A chave para esta transformação foi o profundo trabalho interno levado a cabo pela Ferrari nos últimos 18 meses. A chegada de Fred Vasseur ao comando da equipa trouxe coragem para implementar mudanças estruturais, desde a renovação do departamento técnico até à alteração da configuração dos travões, abandonando parcialmente a parceria histórica com a Brembo em favor dos discos Carbon Industrie — uma preferência pessoal de Hamilton, que os utilizara em Mercedes e McLaren. “Foi o Fred quem me apoiou quando fui muito vocal e persistente a pedir mudanças. Ele permitiu que acontecessem e, sem isso, esta vitória não seria possível”, agradeceu o piloto britânico, elogiando também o engenheiro Carlos Santi, que substituiu Ricardo Adami e rapidamente conquistou a confiança do heptacampeão: “O Santi tornou-se o meu ‘Bono italiano’. A comunicação e o ambiente à minha volta estão mil vezes melhores do que no ano passado.”
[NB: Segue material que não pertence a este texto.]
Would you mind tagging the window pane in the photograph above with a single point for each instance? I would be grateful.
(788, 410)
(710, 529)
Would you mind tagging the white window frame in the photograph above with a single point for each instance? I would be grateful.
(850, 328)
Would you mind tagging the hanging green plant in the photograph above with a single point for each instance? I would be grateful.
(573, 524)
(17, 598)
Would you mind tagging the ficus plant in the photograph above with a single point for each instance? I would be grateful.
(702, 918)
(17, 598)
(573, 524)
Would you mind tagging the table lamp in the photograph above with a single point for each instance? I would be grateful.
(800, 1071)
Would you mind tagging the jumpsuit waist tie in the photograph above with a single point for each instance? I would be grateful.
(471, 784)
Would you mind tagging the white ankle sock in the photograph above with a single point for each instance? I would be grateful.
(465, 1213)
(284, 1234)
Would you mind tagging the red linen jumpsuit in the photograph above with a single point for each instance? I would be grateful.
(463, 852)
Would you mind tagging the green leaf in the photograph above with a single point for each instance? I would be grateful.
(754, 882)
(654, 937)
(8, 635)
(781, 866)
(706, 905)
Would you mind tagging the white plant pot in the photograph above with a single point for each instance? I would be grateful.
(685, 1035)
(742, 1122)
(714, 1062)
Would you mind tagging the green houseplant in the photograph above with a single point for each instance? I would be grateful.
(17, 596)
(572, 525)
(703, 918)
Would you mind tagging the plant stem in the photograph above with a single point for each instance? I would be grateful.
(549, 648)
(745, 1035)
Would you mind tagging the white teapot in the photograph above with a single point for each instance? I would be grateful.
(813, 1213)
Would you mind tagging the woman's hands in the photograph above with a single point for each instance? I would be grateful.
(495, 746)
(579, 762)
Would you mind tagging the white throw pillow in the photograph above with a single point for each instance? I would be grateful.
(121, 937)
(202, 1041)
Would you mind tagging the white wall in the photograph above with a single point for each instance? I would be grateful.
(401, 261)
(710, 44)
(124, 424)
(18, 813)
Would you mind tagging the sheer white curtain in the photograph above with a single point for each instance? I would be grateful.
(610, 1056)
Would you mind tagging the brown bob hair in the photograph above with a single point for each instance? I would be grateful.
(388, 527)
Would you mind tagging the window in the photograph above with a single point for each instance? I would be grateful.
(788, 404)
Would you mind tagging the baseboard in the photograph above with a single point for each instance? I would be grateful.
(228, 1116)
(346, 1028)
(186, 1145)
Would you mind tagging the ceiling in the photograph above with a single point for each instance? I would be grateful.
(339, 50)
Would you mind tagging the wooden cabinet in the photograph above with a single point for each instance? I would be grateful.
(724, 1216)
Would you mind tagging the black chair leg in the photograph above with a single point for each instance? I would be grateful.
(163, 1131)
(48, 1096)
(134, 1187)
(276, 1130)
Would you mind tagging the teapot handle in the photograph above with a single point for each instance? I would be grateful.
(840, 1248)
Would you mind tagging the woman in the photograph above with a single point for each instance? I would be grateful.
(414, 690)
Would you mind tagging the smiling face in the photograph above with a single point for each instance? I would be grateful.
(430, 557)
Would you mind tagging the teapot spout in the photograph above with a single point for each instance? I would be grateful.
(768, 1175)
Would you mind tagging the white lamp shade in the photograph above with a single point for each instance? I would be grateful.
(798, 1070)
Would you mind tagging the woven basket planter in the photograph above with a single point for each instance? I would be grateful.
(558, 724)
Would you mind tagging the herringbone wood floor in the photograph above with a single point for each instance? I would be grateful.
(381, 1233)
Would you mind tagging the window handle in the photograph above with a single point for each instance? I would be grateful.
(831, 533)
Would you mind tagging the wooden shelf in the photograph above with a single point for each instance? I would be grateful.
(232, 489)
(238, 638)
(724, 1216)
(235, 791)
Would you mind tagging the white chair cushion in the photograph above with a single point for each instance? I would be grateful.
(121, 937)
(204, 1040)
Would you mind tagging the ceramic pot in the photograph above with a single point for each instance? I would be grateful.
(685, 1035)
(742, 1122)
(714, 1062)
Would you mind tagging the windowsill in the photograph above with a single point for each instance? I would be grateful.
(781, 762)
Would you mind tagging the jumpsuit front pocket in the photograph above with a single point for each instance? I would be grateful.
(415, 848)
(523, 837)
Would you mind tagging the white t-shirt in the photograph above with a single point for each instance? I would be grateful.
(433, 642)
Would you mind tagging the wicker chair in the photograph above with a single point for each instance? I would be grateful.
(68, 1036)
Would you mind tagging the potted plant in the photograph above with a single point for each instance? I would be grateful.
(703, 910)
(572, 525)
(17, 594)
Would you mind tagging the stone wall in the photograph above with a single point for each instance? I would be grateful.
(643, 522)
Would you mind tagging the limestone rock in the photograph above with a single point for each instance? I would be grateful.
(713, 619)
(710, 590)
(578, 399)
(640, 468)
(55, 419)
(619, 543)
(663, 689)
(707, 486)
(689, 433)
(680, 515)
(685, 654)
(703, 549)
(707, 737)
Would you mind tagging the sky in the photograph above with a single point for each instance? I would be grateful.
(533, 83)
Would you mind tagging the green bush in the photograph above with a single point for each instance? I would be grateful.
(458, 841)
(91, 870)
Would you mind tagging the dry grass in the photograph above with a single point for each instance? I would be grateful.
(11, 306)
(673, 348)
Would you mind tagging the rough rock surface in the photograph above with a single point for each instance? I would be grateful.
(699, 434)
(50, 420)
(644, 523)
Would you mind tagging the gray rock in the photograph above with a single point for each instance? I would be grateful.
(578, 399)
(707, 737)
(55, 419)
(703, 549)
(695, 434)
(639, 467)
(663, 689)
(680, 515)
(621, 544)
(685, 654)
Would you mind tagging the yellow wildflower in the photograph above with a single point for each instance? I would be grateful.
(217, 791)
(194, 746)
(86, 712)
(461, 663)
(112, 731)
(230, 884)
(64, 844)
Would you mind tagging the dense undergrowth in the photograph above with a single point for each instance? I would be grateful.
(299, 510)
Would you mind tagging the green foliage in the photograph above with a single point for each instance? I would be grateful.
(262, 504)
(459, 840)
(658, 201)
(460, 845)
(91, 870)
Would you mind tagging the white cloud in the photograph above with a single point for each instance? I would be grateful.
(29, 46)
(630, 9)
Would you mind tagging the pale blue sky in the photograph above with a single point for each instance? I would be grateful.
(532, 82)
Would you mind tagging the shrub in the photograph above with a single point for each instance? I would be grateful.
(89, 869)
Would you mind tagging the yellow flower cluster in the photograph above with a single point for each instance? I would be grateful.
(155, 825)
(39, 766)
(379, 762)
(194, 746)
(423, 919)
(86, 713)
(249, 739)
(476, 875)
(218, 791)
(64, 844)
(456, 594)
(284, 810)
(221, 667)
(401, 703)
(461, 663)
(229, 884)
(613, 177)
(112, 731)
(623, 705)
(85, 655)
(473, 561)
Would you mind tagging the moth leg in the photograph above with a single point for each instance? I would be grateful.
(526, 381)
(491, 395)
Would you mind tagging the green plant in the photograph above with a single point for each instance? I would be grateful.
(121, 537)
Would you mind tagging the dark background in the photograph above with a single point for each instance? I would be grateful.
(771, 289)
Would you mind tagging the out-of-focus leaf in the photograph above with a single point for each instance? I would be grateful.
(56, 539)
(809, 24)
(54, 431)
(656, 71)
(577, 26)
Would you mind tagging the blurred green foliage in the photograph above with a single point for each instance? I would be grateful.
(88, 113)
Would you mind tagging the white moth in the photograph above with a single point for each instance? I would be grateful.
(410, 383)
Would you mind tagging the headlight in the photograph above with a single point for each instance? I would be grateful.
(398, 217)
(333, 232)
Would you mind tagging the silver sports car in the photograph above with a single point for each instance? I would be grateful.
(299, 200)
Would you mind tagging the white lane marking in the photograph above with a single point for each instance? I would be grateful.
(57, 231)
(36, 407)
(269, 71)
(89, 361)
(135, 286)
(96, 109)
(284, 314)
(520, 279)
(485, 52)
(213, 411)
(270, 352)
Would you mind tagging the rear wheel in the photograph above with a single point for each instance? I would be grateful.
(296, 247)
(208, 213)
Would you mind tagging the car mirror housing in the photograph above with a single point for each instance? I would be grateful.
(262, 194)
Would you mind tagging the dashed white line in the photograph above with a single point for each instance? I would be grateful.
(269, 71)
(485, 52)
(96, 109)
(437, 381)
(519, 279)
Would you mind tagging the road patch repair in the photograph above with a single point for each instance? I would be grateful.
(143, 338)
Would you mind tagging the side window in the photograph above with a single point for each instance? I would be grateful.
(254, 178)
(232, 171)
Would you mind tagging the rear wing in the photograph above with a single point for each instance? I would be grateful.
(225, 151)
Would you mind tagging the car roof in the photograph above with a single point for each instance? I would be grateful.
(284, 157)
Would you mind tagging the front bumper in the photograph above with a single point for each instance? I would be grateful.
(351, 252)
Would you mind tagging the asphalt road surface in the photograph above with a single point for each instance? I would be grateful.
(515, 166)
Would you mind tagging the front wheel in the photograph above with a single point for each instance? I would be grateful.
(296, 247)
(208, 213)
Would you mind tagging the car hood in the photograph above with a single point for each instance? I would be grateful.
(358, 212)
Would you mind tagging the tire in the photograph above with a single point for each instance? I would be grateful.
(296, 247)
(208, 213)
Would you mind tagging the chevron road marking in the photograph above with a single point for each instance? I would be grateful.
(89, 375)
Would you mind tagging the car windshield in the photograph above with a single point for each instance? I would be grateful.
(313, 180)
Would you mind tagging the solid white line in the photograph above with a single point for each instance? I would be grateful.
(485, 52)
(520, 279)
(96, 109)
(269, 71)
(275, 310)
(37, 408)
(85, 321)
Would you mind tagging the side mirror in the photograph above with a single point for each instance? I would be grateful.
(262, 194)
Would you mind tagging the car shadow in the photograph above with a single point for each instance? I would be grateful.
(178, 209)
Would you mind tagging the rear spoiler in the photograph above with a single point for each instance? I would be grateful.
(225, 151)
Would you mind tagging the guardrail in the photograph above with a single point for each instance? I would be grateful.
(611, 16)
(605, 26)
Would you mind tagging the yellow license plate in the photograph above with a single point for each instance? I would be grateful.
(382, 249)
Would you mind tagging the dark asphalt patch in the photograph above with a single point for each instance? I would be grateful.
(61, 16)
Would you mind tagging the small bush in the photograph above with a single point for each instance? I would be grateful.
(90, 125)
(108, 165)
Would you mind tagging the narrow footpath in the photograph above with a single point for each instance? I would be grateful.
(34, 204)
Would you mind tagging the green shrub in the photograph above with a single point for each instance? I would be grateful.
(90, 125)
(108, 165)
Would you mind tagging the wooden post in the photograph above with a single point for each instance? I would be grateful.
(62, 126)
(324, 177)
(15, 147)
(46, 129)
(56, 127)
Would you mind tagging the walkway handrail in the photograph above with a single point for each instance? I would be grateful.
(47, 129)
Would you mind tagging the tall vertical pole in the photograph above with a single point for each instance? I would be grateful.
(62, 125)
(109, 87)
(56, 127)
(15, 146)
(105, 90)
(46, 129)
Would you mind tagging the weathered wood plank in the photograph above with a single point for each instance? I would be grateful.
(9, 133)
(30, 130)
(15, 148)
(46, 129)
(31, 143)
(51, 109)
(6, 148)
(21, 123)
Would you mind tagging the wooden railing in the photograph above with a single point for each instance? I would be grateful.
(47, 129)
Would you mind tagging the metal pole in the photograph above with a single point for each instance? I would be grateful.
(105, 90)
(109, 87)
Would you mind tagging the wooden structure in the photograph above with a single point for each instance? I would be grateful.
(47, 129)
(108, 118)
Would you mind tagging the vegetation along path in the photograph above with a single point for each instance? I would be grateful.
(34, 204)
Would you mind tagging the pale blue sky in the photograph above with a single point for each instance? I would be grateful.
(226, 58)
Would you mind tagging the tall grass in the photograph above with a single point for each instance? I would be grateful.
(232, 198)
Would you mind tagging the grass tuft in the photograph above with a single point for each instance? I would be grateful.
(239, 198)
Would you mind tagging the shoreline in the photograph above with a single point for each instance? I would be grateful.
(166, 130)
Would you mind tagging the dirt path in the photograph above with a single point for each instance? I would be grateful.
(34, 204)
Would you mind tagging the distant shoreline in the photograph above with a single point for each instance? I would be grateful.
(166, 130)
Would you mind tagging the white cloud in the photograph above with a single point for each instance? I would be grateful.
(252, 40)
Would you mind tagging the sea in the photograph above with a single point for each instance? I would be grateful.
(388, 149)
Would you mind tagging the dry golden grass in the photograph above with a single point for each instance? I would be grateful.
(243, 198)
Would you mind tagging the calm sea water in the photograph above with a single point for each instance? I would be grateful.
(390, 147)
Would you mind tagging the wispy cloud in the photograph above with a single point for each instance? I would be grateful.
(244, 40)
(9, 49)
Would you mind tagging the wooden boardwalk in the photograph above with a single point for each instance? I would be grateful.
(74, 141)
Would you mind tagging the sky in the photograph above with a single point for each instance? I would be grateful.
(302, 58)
A estratégia da Ferrari foi outro factor decisivo. Enquanto as restantes equipas optaram por táticas convencionais de duas paragens, Hamilton e a Scuderia arriscaram com uma abordagem diferente, preparando o ataque final ao aproveitar uma Virtual Safety Car provocada pelo abandono de Fernando Alonso. Esta chamada às boxes, mais cedo do que o previsto, permitiu-lhe regressar à pista com pneus mais frescos e ultrapassar Russell com facilidade. “A Ferrari merece crédito por ter identificado a oportunidade e ajustado o plano em função das circunstâncias”, reconheceu Russell, destacando o ritmo “insano” do britânico na fase decisiva da corrida.
No paddock, Lando Norris não poupou elogios: “A Ferrari está incrível. São líderes em velocidade em curva, só lhes falta um motor mais forte para dominarem completamente.” No entanto, continuam a perder tempo nas rectas, algo que Hamilton e os engenheiros esperam mitigar com futuros desenvolvimentos já programados para as próximas provas.
O ambiente na Ferrari está claramente mais saudável e competitivo. Hamilton confessou ainda ter superado uma lesão física sofrida no ano anterior, o que reforça o peso deste resultado. A Mercedes, por outro lado, reconheceu a superioridade do rival, com Toto Wolff a admitir que o ritmo do Ferrari foi inalcançável, mesmo descontando o tempo perdido pelos seus pilotos a lutarem entre si durante a corrida.
Com esta vitória, Hamilton subiu ao segundo lugar do campeonato, ultrapassando Russell, e relança a discussão sobre se pode ainda ameaçar o jovem Antonelli na luta pelo título. Segue-se o Grande Prémio da Áustria, onde a Ferrari espera capitalizar o momento e continuar a aproximação à Mercedes. O paddock reconhece: Hamilton está de volta ao seu melhor, e a Ferrari voltou a ser candidata à vitória. O campeonato está longe de terminado e, como o próprio Hamilton sublinhou, “isto ainda agora começou”.